Looking at Myself in a Mirror

Apr 09, 2015 22:58

When I went out to visit my mother in December I told her I would start calling her every couple of days when I got back home. I wanted to be sure if she started having trouble again that I'd be able to get one of us kids to help her as soon as possible. She said that would be fine. We agreed that if she wanted me to cut back to a couple of times or once a week then I would do that. I'm calling her every evening now and we're both enjoying the dickens out of it. We don't talk long, 10 or 20 minutes, sometimes just 5. Mom has good days and not-so-good days. Mostly good though.
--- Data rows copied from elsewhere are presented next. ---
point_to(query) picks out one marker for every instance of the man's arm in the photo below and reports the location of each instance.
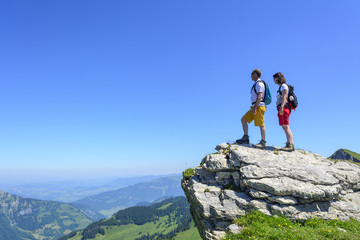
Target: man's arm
(258, 100)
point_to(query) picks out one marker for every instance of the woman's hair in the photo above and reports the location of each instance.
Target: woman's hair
(280, 77)
(257, 71)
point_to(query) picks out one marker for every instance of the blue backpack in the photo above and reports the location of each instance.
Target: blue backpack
(267, 97)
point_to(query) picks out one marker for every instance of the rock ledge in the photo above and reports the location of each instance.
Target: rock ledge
(299, 185)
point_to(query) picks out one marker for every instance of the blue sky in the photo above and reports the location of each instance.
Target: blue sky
(100, 88)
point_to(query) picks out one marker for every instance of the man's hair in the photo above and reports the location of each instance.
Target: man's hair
(257, 71)
(280, 76)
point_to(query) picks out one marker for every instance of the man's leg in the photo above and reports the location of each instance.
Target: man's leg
(248, 117)
(288, 133)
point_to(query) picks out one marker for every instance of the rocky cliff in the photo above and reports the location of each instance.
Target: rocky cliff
(345, 154)
(299, 185)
I realized today that these phone calls are probably helping me more than her. I didn't have a really close relationship with her growing up. We were quite the dysfunctional family, like most every other family. These phone calls are making us closer than we've probably ever been. I'm not saying my mom wasn't there for me before. She was always there. When  I let her. When I didn't push her away.

Now I'm getting to know her as more than mom. Talking every day gives me a chance to find out about what else matters to her besides the family. Sometimes she'll start right out by telling me she's fine and everything's fine and she wants to tell me about something that happened that day or she wants to know what's going on with me for a change. By the time we finish any of our chats she's gotten me to talk a little bit about my feelings.
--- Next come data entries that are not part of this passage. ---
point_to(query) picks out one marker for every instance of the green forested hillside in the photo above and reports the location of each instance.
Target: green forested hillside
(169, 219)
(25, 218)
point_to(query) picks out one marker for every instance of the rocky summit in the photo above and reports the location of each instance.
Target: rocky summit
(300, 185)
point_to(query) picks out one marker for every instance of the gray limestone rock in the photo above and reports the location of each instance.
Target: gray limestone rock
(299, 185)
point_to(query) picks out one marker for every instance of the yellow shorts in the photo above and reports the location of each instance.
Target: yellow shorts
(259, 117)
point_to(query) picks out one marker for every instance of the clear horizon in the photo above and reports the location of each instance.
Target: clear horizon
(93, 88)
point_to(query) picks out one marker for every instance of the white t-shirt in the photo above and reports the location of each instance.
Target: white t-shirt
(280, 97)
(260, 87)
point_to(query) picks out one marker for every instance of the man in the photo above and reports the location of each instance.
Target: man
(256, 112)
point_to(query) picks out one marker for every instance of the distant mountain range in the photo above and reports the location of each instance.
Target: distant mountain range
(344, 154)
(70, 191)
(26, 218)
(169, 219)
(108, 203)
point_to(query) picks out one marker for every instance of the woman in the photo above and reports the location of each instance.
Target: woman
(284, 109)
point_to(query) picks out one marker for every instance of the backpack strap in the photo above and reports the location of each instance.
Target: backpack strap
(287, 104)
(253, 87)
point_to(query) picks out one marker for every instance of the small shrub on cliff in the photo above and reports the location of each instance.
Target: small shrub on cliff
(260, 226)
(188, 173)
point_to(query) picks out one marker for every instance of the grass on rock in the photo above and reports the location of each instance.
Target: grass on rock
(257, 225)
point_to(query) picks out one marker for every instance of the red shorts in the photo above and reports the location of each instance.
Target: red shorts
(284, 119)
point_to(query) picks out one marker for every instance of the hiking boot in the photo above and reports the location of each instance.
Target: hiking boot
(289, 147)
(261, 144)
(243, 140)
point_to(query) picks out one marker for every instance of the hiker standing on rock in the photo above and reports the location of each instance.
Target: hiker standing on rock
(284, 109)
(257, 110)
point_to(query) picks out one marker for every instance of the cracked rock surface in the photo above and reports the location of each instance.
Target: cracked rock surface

The other day I was putting on makeup and I thought about a time when I was a young teenager. My mother and I were going to go to the grocery store. I came out of my room and saw my mom in the bathroom putting on makeup. I asked her why do that just to go to the grocery store? She said she never goes out without rouge and lipstick at the very least. I've never been fond of wearing makeup but from now on I'm never going out without at least a little bit of rouge and lipstick.